Welcome back to Top Chef: Just Desserts, where the chocolate flows in waterfalls and the bitterness runs deep.
The morning after the Willy Wonka competition, the cheftestants are recapping the demise of Craig (hey, that's my job!) Pichet Ong is the guest chef. Formerly of Jean Georges' Spice Market, a place which once held the much coveted and highly competitive title of douchiest restaurant in New York City. Katzie, fresh off her win from last week (or, rather, yesterday in Top Chef real time) is shaking in her boots for having to perform for the master, which ties in nicely with the clip of Sally (who was in the bottom last week) badmouthing Katzie for being so young and inexperienced. Gail introduces the challenge and it actually sounds like a fun one: Make your own candy bar from scratch. And go!
The chefs scurry through the commissary very visually similar to when the rats in Ratatouille pour over the kitchen. The chefs may be slightly less germy though, although who knows what those chefs get up to at night in their Serta brand mattresses. Maybe Valtrex is looking for a product placement opportunity? In the chaos of the ticking clock, Carlos knocks what's her face with the broken arm (Rebecca, I think) into a table slamming her fracture. She collapses to the floor, wipes tears from her face, and then just keeps on making marzipan or whatever.
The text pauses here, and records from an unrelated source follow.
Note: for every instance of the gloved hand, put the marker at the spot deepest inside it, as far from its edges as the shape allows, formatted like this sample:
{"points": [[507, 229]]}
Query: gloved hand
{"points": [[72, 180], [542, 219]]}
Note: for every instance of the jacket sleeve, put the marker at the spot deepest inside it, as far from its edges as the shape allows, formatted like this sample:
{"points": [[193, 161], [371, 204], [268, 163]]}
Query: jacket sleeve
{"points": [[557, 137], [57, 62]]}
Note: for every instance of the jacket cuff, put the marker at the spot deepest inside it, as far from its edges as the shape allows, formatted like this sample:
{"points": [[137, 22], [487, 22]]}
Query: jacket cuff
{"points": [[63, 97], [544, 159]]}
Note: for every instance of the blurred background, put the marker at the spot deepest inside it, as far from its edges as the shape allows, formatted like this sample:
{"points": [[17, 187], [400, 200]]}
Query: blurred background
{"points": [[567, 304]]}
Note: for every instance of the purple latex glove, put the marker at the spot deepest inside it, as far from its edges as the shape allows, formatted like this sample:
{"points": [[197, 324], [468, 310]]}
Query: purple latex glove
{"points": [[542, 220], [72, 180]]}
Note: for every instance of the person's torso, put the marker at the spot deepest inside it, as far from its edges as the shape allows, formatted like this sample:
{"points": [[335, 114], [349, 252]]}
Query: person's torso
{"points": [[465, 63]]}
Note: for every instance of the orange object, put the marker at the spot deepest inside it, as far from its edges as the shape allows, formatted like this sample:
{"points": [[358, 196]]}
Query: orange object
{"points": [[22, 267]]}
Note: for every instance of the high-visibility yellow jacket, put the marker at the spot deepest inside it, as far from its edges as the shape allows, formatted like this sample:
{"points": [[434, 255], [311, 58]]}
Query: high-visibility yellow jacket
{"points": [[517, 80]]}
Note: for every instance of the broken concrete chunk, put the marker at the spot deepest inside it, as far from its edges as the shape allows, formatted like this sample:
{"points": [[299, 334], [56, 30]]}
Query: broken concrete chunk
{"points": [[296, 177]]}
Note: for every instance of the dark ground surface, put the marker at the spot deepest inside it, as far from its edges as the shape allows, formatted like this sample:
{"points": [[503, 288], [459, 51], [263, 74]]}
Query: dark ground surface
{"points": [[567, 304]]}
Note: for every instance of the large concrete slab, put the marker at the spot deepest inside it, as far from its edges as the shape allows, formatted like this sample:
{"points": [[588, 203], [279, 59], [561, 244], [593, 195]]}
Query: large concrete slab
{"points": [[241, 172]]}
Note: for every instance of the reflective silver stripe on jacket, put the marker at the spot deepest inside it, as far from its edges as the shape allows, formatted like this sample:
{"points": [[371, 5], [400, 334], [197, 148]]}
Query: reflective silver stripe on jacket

You kind of wish someone would pull her aside and point out to her that there is no way she is winning this thing, so if her arm really hurts, maybe she should just go ahead and head home. Carlos, however, is not the guy to do it. He's too busy promoting his banana chocolate peanut butter combos.
As the chefs scramble to finish their signature chocolate bars, tragedy strikes Rebecca AGAIN. In a scene straight out of an off-off-off-off Broadway staging of My Left Foot where the company couldn't secure the rights and instead mounted "My Left Arm," Rebecca's gimpy left arm knocked her tray of candy bars to the ground. In a shocking turn of events, Orlando (yes, Orlando!) rushes to her aid. He has finished his candy bar and in a moment of abject humanity has decided to help her finish hers. His heart must have grown three sizes today. With Orlando's able-bodied assistance, Rebecca finishes her candy bar before Gail calls time.
Gail and Pichet make their rounds of the room: Katzie offers up a brown butter, caramelized banana curd (ew), jasmine ganache topped with dark chocolate bar, which she titled the "Caramel Cove." Tip Katzie: Don't go into branding if this chef thing doesn't pan out. Carlos the Destroyer is next with a so-called Choconana, which is the aforementioned peanut butter crisp with fudge cake, banana pudding and chocolate Pop Rocks, which sound all kinds of awesome. Out of curiosity, raise your hand if you have EVER considered eating a banana-flavored candy bar. That's what I thought. Knock if off, chefs, no one wants your weird banana. Sally, however, has it right: Peanut butter, chocolate, cocoa nibs, and chocolate ganache. I'll take 20! In my face! Now! Katzie is very disappointed in Sally for catering to her client's taste and adding forbidden black rice to her bar for Pichet. Yeah, how dare she try and win? Matthew combined hazelnut feuilletine praline with orange vanilla chocolate crème anglaise. Which pretty much looks like a candy bar despite having approximately 8000 ingredients.